Wednesday, October 27, 2010

Red, Green, Kaizen

Back at the beginning of September Kevin Rutherford tweeted:

‘Anyone know the Japanese for "red, green, refactor” ?’

Now as it happens I know a Japanese speaker very well. Red was easy “akai”. Green was a little tricky because the Japanese actually have two words for Green, “aoi” and “midori.” We went with midori.

Refactor was a little bit tricky. After all, there was no such word in the English language until Martin Fowler published Refactoring. Indeed, “refactor” still haven’t made it into my English dictionary.

My translator suggested the Japanese would probably stick with the English term so we got “akai, midori, Refactor.”

At which point Kevin asked: “akai, midori, kaizen?”

Its taken me a few weeks to have an in-depth conversation about this with my translator but it seems Kevlin is right.

Kaizen is actually two Japanese words:
Kai: change
Zen: good

So the net effect is: “to change [improve] for the good”

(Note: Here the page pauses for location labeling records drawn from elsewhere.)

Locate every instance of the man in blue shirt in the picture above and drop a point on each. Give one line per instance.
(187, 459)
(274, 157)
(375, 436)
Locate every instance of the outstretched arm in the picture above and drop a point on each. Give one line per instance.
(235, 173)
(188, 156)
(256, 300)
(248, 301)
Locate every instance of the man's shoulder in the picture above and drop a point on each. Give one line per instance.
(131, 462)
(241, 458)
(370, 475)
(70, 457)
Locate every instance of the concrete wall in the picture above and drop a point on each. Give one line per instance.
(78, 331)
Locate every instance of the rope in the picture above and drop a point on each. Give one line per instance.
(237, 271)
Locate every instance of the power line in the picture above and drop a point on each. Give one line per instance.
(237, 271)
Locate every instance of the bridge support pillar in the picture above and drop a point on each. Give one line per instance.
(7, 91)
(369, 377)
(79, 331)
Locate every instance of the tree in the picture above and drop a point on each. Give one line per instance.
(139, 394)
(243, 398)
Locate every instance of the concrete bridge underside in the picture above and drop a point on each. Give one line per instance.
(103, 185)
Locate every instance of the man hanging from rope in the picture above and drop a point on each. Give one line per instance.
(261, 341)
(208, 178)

Which seems to sum up refactoring perfectly.

Now, any other Japanese speakers out there like to refactor?

And just a gentle reminder that Changing Software Development is now available in Japanese. My personal Japanese translator didn’t do this translation, it was handled by the Japanese publisher.

1 comment:

  1. The word "refactoring" predates Martin Fowler's book by a decade: Bill Opdyke and Ralph Johnson were using it in papers dating from 1990.